U.S. hospitals have rapidly responded to the pandemic, shifting their operations and resources to test and treat COVID-19 patients. In doing so, hospitals are losing a key source of revenue: nonemergent procedures.
“Over decades, American hospital systems have become dependent on higher margin surgical, imaging and other procedures cross-subsidizing low or negative-margin complex medical patients often with many chronic diseases,” Mr. Fox wrote.
To exemplify the looming financial crisis, Mr. Fox outlined how the pandemic will affect Beaumont Health, an eight-hospital system with 3,400 beds, $5 billion in revenue and 38,000 employees.
Beaumont Health leaders have cut 80 percent of surgery and procedure volumes, as well as imaging services to free up space for COVID-19 testing and treatment.
As a result, Beaumont expects a hit of $1 billion to $2 billion from COVID-19. This is because surgical services produce higher revenue than visits from inpatients with COVID-19.

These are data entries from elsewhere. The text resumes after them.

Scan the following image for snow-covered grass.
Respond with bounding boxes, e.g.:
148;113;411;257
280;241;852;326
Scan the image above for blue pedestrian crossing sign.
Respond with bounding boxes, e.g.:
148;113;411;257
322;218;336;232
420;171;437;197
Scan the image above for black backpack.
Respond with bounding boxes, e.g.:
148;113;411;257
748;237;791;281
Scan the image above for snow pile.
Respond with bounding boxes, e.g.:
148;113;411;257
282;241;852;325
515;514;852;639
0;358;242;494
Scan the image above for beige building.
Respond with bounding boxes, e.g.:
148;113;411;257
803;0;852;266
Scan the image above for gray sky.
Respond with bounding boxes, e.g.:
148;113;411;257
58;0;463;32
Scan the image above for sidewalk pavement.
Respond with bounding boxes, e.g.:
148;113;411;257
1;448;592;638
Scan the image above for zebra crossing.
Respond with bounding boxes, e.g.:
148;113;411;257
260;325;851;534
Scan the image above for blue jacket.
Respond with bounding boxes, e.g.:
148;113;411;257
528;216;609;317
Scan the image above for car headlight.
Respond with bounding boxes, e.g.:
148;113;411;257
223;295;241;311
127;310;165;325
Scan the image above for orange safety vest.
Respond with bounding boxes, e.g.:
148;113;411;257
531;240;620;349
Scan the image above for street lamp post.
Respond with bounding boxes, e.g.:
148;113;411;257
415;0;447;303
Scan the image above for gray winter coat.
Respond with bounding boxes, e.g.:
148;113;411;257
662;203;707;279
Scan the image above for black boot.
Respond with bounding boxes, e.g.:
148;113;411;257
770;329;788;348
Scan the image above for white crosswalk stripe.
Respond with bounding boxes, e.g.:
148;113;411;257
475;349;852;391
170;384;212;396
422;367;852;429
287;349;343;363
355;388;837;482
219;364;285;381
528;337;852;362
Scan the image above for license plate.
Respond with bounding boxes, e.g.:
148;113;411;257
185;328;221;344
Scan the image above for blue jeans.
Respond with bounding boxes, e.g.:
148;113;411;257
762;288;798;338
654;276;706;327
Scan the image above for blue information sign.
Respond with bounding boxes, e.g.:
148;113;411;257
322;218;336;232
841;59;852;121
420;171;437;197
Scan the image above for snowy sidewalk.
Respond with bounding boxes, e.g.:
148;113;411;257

“The 20 percent to 40 percent drop in our revenue can in no way be absorbed by our 4 percent operating margin and cash reserves,” Mr. Fox wrote.
What’s more worrisome is that the missing revenue is critical to paying its 38,000 employees every two weeks, Mr. Fox said.
To address the looming financial crisis, Mr. Fox said that the U.S. should establish a hospital system fund “immediately.”
This fund, which would have about $300 to $600 billion, would allow health systems to take periodic interim payments to offset the anticipated revenue loss.
“Eighty-five percent percent of America’s hospitals are not-for-profit organizations that operate on relatively thin margins,” Mr. Fox wrote. “Their financial viability can collapse absent immediate action.”